La mère du printemps

Dossier : Arts, Lettres et SciencesMagazine N°584 Avril 2003Par : André COURTAIGNE (43)Rédacteur : M. D. INDJOUDJIAN (41)

J’ai connu il y a près de cin­quante-cinq ans l’auteur de ce beau récit, que je crois prin­ci­pa­le­ment auto­bio­gra­phique – et je n’ai pas vou­lu poser la moindre ques­tion sur la part de fic­tion qu’il peut conte­nir. En effet, ce n’est pas ce qui importe, mais la sin­cé­ri­té pro­fonde avec laquelle André Cour­taigne fait revivre un cer­tain Maroc d’il y a plus d’un demi-siècle, celui, de popu­la­tion ber­bère, où a été construit dans le Moyen-Atlas le grand bar­rage de Bin el Oui­dane. Celui-ci a per­mis l’irrigation de la plaine du Tad­la et l’alimentation de deux cen­trales hydroélectriques.

L’auteur, ingé­nieur d’une grande entre­prise de tra­vaux publics lors de la construc­tion (1949−1953) de ce bar­rage – dont le maître d’ouvrage était l’Énergie élec­trique du Maroc –, a tiré par­ti de quelles connais­sances ? Celles acquises à l’X ? À l’École des ponts et chaus­sées ? Au Mas­sa­chu­setts Ins­ti­tute of Tech­no­lo­gy (MIT) où, pen­dant l’été 1949, il a sui­vi notam­ment un cours de méca­nique des sols ? Peu importe ; car le récit montre à quel point l’efficacité devait plus à cer­taines qua­li­tés humaines qu’à des connais­sances tech­niques, au demeu­rant bien nécessaires.

Le titre : La mère du prin­temps. C’est la tra­duc­tion du nom que les Ber­bères don­naient à l’Oum er Rbia dans lequel se jette l’Oued el Abid, qui a creu­sé les gorges dans les­quelles a été construit Bin el Oui­dane. Ce “prin­temps” de la plaine que per­met l’Oum er Rbia, gon­flé de l’affluent venu de la mon­tagne, c’est le sym­bole de bien­faits pro­di­gieu­se­ment accrus par cette action de l’homme sur la nature.

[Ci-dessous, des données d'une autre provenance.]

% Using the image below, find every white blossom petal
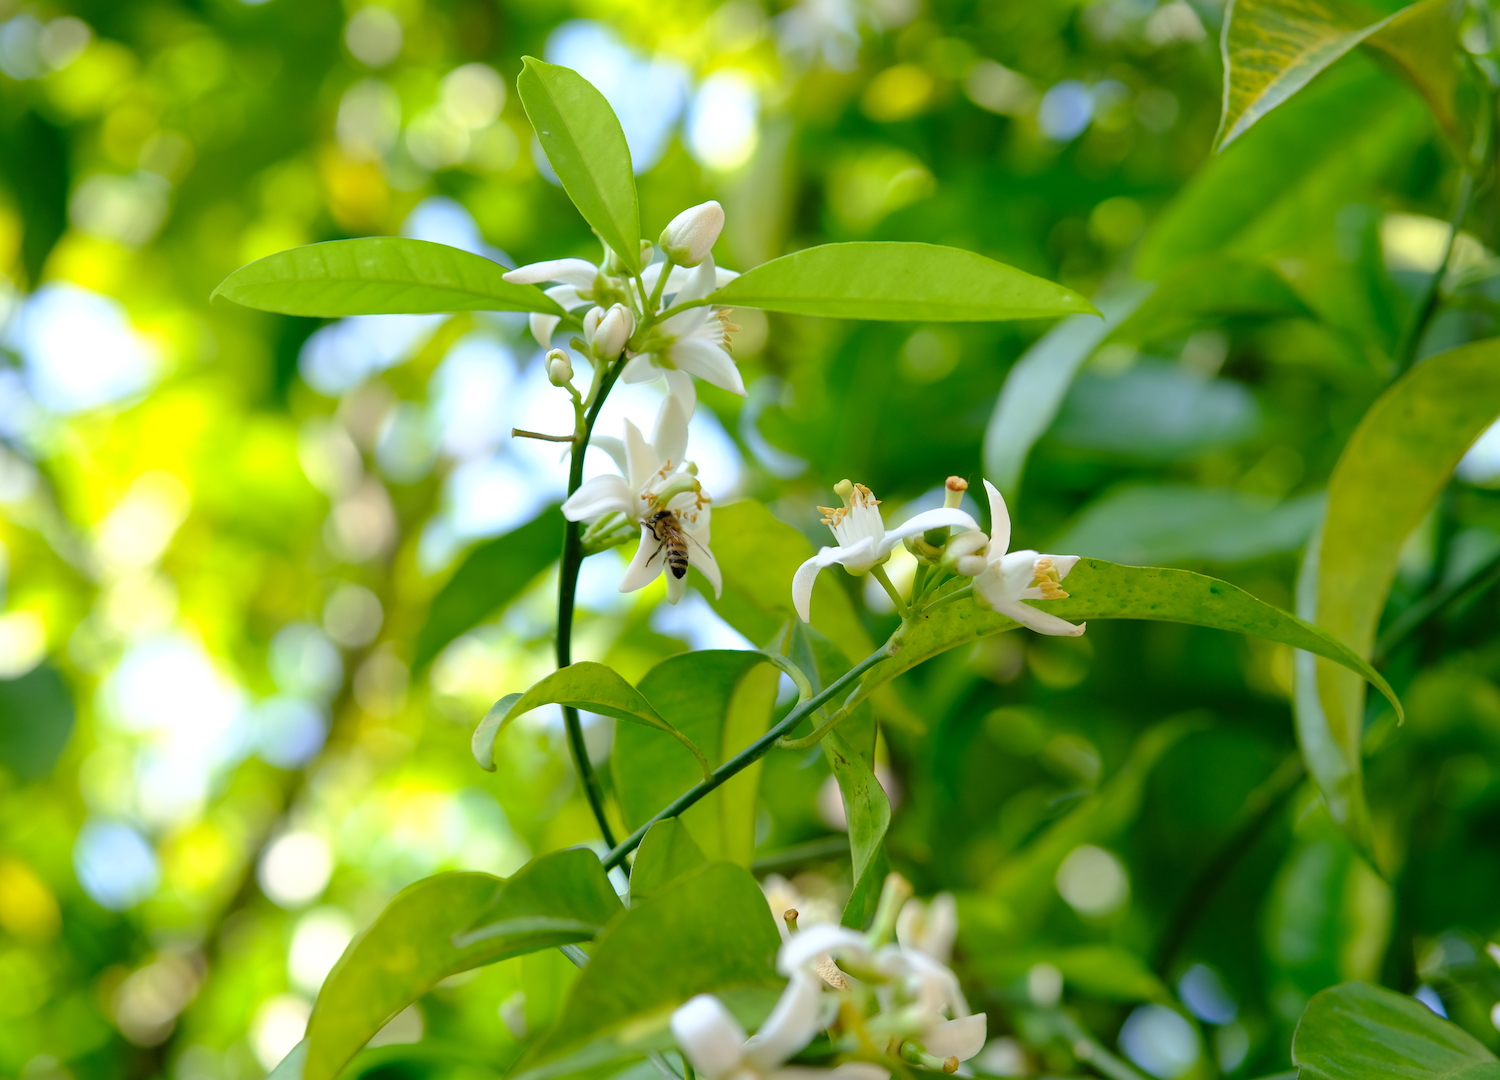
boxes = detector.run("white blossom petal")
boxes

Dans ce récit, face à des res­pon­sa­bi­li­tés tech­niques, éco­no­miques et humaines, André, le jeune ingé­nieur, “ n e décou­vrait pas seule­ment le chan­tier, il se décou­vrait lui-même ”. Admi­ra­tif de Lyau­tey et du père de Fou­cauld, André est frap­pé par quelques lignes de ce der­nier, écrites en 1883, date qui lui semble pré­fi­gu­rer l’entrée de Bin el Oui­dane dans l’histoire.

Au fil des pages, le lec­teur par­tage les joies, les angoisses et les peines qui jalonnent les quatre ans d’effort. Il com­prend, comme l’auteur, com­bien il faut se défier d’idées reçues sur ces popu­la­tions, des cli­chés sur Arabes et Ber­bères, comme des juge­ments sur le com­por­te­ment des Fran­çais, tant il est vrai que les types de “ colons ” étaient divers.

Alors même qu’à cette époque les entre­prises de tra­vaux publics pas­saient d’un stade presque arti­sa­nal à un stade véri­ta­ble­ment indus­triel, les acci­dents que la nature fai­sait sur­ve­nir, sou­vent au prix de vies humaines, rap­pe­laient les hommes à la modestie.

Les ouvriers, pour la plu­part Ber­bères recru­tés sur place, savaient que leur tra­vail ne dure­rait qu’un petit nombre d’années ; mais aucun sans doute n’a com­pris long­temps avant la mise en eau que leurs vil­lages allaient dis­pa­raître. Et, même si le com­por­te­ment du maître d’ouvrage à leur égard a été sans reproche, le choix pour ces ouvriers n’en a pas été moins dou­lou­reux entre res­ter, un peu plus haut, dans leur cadre de vie tra­di­tion­nel ou se trans­for­mer en culti­va­teurs en des­cen­dant dans la plaine irriguée.

C’est sur ces dilemmes pour eux ; c’est, pour les ingé­nieurs, sur le déchi­re­ment de l’adieu à l’aventure humaine et tech­nique, que s’achève ce récit très pur.